Pantsing, as you might or might not know, is diving into the story without an outline or sometimes even preconceptions. A seat-of-the-pants writer.
(Before we go further: I am a pantser: I am impatient, and I often dive in and start writing dialogue or setting or action or something when I should be figuring out what exactly should be going on. Which means that I have run into many of the issues with pantsing--the perils and promises of pantsing, if you want to keep up the alliteration.)
There are a number of benefits to pantsing, by the way: the story tends to be organic; it often doesn't feel formulaic in the way that one constructed to a recipe does; and it is usually interesting to the writer if not the reader.
It can also be terribly cliche because the author has never bothered to look deeper into anything. It can be hard to revise because the gold and dross are so intertwined that you can't separate them. It can suffer from tremendous story holes that either never occurred to the author or got papered over in hopes of getting to the fun stuff (whatever the author thinks is the fun stuff).
And for me, the biggest problem is that it grows organically.
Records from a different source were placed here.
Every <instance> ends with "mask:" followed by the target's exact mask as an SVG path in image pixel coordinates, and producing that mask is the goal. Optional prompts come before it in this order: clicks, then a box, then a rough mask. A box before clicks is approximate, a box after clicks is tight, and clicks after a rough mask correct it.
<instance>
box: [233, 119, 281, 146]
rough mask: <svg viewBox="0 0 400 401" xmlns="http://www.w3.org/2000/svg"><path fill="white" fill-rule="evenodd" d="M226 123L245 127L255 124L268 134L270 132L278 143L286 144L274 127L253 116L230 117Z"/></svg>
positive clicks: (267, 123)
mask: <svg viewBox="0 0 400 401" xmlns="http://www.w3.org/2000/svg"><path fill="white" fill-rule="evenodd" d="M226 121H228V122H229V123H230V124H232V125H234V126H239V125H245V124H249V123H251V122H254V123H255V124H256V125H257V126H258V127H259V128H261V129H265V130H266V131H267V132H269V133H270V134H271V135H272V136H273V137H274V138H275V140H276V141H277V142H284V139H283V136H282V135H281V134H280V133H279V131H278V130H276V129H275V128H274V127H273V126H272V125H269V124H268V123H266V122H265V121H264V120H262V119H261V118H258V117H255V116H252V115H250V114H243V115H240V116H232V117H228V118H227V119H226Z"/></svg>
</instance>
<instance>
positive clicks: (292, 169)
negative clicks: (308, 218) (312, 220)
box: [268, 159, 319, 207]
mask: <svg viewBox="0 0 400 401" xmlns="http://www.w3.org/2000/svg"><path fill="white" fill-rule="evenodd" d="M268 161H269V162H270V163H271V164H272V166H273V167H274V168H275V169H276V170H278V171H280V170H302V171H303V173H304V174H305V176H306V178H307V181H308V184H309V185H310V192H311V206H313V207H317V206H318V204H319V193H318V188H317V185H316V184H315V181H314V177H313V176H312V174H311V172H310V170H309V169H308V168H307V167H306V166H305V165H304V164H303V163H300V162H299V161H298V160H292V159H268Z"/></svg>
Like a bird nest, I'm packing in whatever I find at the moment (usually it's relevant stuff but heck) and building on whatever has gone before.
Even the crap stuff that has gone before.
Good stuff built on crap tends to fall down. (There's some kind of saying involving houses built on sand.)
This also tends to make revision really difficult.
The only thing I've found that reliably works is a comprehensive scene-by-scene breakdown of the existing text. For each scene, you want to know who's involved, what they want, where in time and space the scene is set, and how things are different when the scene ends. For SF or fantasy, you also want to know what details get used or introduced, and what dependencies there are on those details.
Example: You're doing a superhero novel and you had the vague idea that all super powers are essentially magic. You started with "an odd crime." The burglar alarm didn't work. Why not? Because, uh, all burglar alarms are broken. Eventually, you build on that and decide that technology is "tamed magic." The bad guy needs huge amounts of magic to immanentize the eschaton or something, so he's gradually freeing the magic: certain devices stop working, and the heroes have to catch him before he unbinds the magic that makes everyday things work. One thing builds on another. The idea that everything is going to stop is based on the idea that technology is magic.
Are there interesting ideas there? Sure. But if you want to get rid of one of the middle ideas, you have to know how it's going to affect the later ideas.
Revision also tends to be really really difficult. I have to go through the text and figure out things about the scene: What's the purpose? Do things change during or afterward? What are the relative statuses of the characters? Who wants what? What plot information gets revealed? What are the dependencies forward and backward?
Symptomatic: Years ago I did a roleplaying campaign built around a crash-landing on an Alderson disk, tossing in neat ideas as I encountered them. At some point, I tossed in a plague as a background detail for the PC characters. And eventually I realized that I had set them loose on a huge structure where no one had the immunity to the plague that the PCs did. I realized that everyone who had come in contact with the PCs were probably going to die, and I couldn't figure out a way to avoid this in the structure I had already created. The campaign ended. I still remember this-though not the details-thirty years later.
(This inability to skip a troublesome detail in the hopes that we'll fix it later or maybe they won't notice is mine. I own it.)
Once I know what the purpose of a given detail is (is it going to be important later? Or is it just there to show how kooky the world is?) I can try and figure out how I should replace it.
There is also the lighter problem of no ideas. You might get yourself into a situation where you don't actually see a response. I call that "lighter" because, even though work on the manuscript stops, you might actually go back to it.
So: I actually recommend outlining, even if it's as big as "tell the broad parts of the story." You don't have to get into details unless they have you stumped, but it helps to have a direction you're aiming at. (Happy ending! Sad ending! Mixed! Some kind of personal loss!) "We discover the ring is bad. Perils on the way to the meeting place. Hurried departure to show how badass the villains are." And so on.